Hey, we’re only jacking up the prices on half of our seats this year, and we only did it on 67% of the seats after last year.  We are so benevolent.  But hey, Rudy Jaramillo’s not going to pay for himself!  (Well, not until he gets to the last line of that contract.)

We understand price increases are unpopular and we will continue pursuing other revenues to finance our operations, including appropriate marketing sponsorships, new media offerings, Wrigley Field tours, other sporting events and concerts. We are also supportive of your use of Stub Hub to underwrite your season ticket purchases and know up to 25% of our ticket inventory traded via Stub Hub for certain games last year, at prices that were a multiple of face value.

Hey, why do you care if we raise ticket prices?  We know you are all selling them again anyway!  Because we know you are selling them for more than we were making you pay, we’ve decided that you basically gave us permission to raise ticket prices.  This is your fault.  And don’t you forget it.  And did I mention Rudy Jaramillo and 120,000 people on the season ticket wait list?  I did?

As the amusement taxes you pay have increased over time, including again for 2010, we have broken out the amusement tax portion of your season ticket invoice so you know where your resources are going.

Mayor Daley, Pat Quinn and Barack Obama raised your amusement taxes again.  But are you surprised?  They’re all White Sox fans!

Season Ticket Holder Amenities
We hope you have taken advantage of the season ticket holder Web site (, which was constructed last year at the suggestion of season ticket holders attending one of our Tell it To the Cubs luncheons.
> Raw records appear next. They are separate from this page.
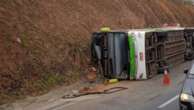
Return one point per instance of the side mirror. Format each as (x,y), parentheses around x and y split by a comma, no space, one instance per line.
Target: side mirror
(186,71)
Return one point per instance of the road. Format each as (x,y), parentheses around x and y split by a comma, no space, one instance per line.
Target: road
(140,95)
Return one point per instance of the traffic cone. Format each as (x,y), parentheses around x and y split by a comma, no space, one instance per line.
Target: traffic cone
(166,78)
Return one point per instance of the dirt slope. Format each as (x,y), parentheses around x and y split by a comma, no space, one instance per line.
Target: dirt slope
(46,42)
Our meetings with you at those luncheons have been invaluable to our efforts to improve your experience at Wrigley Field. They will continue in 2010 and we hope you will consider attending.
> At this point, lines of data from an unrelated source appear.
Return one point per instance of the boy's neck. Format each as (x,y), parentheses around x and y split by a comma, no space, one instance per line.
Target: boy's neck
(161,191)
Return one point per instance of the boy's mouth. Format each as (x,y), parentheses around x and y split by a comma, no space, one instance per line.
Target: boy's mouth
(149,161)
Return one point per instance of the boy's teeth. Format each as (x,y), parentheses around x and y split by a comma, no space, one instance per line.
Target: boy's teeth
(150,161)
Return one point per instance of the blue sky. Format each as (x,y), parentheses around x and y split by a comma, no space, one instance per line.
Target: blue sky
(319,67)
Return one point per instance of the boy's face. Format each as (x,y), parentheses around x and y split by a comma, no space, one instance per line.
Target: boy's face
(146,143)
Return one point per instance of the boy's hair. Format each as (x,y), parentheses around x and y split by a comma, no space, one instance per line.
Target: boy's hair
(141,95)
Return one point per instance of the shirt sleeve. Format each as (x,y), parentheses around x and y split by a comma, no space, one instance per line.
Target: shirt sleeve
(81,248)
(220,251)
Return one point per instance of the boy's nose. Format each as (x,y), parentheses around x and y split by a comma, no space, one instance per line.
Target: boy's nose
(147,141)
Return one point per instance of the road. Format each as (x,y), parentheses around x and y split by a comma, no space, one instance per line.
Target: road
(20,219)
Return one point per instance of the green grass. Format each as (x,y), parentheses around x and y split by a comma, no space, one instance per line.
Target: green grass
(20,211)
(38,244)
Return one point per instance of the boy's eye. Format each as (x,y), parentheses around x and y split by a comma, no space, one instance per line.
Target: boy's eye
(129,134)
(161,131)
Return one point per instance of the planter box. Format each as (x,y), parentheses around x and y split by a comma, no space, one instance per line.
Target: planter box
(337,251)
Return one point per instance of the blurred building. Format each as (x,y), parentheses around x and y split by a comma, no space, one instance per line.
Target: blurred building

Actually the STH at the end of that Web address doesn’t stand for Season Ticket Holders, it stands for Shit Taking Humps, because that’s what you are.  We dish it out and you take it!  I love you idiots!  I’m going to name one of my yachts after you.
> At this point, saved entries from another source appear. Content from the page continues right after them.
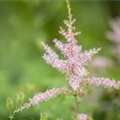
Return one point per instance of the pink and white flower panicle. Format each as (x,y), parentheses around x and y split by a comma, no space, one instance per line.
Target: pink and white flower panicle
(74,66)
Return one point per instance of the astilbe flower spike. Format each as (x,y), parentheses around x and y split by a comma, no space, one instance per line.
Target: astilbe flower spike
(74,66)
(114,35)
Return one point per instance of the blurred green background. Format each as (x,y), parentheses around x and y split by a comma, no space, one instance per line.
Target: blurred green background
(23,24)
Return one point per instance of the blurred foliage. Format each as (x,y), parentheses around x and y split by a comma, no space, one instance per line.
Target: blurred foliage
(23,23)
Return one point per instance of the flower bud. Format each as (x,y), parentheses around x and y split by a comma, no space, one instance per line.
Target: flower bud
(9,104)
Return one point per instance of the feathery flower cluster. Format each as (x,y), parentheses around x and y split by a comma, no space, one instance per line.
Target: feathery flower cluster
(76,58)
(82,117)
(74,66)
(114,36)
(105,82)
Oh, and we’re changing the name of our “Tell it To the Cubs” luncheons.  Let’s try “Tell it To the Cubs Without Calling Me a Douchebag” luncheon this year.  Deal?

Last year, season ticket holders used the Web site to access tickets for the NHL Winter Classic, Cubs spring training games, concerts and our exhibition games in new Yankee Stadium. We will continue providing you with early access to all of our special events in 2010.

Remember how we offered up like 200 tickets for the Winter Classic?  And this year we’re having a huge concert again.  If you thought Rascal Flatts was awesome, just wait until you see Hall and Oates rock the ivy!

Renewal Process
We hope you will continue your support of Cubs baseball by renewing your season tickets for 2010. To do so, please return the enclosed renewal form to us by mail or fax on or before December 18, 2009, or send us an e-mail at stating you intend to renew. A deposit is not required at this time but payment in full is due by January 8, 2010.

You don’t need to give us a deposit, just pay the whole damned thing in the next five weeks or we’ll give them to one of the 120,000 morons who want a crack at your seats.  Oh, and feel free to use the Square D fax line in the booth to send in your check.  Isn’t technology grand?

To retain your seats, it is imperative we hear from you by December 18, 2009.

If you don’t call, fax or e-mail us by then well, we’ll have no choice but to either sell your tickets to somebody else or charge you double to get them back.  I’m not even making this up!  It sounds like I am, but I’m not.  Tee hee, tee hee!

Please also provide your updated email address at your convenience at Your email address is the most efficient way to communicate with you regarding Cubs news and in-season updates, including changes in game times.

Please give us your e-mail address, because we make pretty good money selling it to Peter Francis Geraci and to any number of boner pill companies.

Once again, thank you for supporting the Chicago Cubs. We are committed to earning your loyalty in everything we do. Please do not hesitate to contact your Ticket Office representative if you have any questions.

Thanks for gleefully taking it up the rump again this year.  And don’t call me, call Mark McGuire.  I’m too busy trying to bill a condo in Naples, Florida to the Rickettses.